Cannot squeeze a dimension whose value is not 1

I have an mlmodel based on pytorch-pretrained-BERT, exported via ONNX to CoreML. That process was pretty smooth, so now I'm trying to do some (very) basic testing—i.e., just to make some kind of prediction, and get a rough idea of what performance problems we might encounter.

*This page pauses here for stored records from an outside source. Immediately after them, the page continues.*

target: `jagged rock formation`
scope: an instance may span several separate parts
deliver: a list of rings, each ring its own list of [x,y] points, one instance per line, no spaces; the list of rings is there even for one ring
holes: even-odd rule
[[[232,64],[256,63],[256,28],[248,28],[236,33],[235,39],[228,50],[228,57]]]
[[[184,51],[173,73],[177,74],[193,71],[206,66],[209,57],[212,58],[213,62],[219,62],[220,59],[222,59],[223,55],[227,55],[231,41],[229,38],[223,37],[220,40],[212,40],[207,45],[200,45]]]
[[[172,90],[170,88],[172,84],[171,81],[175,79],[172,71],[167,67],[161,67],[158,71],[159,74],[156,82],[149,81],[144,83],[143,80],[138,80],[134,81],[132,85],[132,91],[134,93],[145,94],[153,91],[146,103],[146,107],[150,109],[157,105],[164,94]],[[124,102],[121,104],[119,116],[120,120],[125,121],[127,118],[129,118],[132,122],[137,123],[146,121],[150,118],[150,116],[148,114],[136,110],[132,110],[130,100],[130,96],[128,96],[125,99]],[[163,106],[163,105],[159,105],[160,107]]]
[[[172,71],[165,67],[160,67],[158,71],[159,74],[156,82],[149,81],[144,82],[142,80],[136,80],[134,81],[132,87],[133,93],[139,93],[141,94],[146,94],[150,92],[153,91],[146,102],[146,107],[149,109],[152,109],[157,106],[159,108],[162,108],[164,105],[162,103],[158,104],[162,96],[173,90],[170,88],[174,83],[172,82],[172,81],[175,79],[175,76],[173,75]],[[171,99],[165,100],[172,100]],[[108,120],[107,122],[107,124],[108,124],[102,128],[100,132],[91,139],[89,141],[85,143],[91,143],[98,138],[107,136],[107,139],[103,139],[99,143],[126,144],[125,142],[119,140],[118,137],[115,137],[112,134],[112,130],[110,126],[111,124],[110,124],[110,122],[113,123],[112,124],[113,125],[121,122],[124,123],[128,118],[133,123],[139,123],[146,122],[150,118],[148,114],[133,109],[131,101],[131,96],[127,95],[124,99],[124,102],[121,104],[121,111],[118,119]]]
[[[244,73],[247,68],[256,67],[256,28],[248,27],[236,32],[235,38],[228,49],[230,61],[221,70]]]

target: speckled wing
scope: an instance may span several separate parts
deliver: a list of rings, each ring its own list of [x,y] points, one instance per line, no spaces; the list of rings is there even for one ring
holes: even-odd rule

Howver, when I try to run prediction, I get the following error:


[espresso] [Espresso::handle_ex_plan] exception=Espresso exception: "Invalid state": Cannot squeeze a dimension whose
value is not 1: shape[1]=128 stat2020-02-16 
11:36:05.959261-0800 Spliqs[6725:2140794] [coreml] Error computing NN outputs -5


Is this error indicating a problem with the model itself (i.e., from model conversion), or is there something in Swift/CoreML-land that I'm doing wrong? My prediction function looks like this:


public func prediction(withInput input: String) -> MLMultiArray? {
        var predictions: MLMultiArray? = nil
        if let drummer = drummerBertMLModel {
            var ids = tokenizer.tokenizeToIds(text: input)
            while ids.count < 128 {
                ids.append(1)
            }
            let segMask = Array<Int>(repeating: 0, count: ids.count)
            let inputMLArray = MLMultiArray.from(ids, dims: 2)
            let segMaskMLArray = MLMultiArray.from(segMask, dims: 2)
            let modelInput = spliqs_bert_fp16Input(input_1: inputMLArray, input_3: segMaskMLArray)
            var modelOutput: spliqs_bert_fp16Output? = nil
            do {
                modelOutput = try drummer.prediction(input: modelInput)
            } catch {
                print("Error running prediction on drummer: \(error)")
            }
            if let modelOutput = modelOutput {
                predictions = modelOutput._1139
            }
        }
        return predictions
    }


I'm not trying to do anything with this, at this stage, just getting it running.


I used the pytorch-pretrained-BERT becuase I was able to find a ground-up pretraining example. But I have since noticed that Huggingface has released a "from scratch" training option (just a couple of days ago), so I am happy to move over to that, if the general consensus is that my current approach is likely to be a dead-end.


Any thoughts appreciated.


J.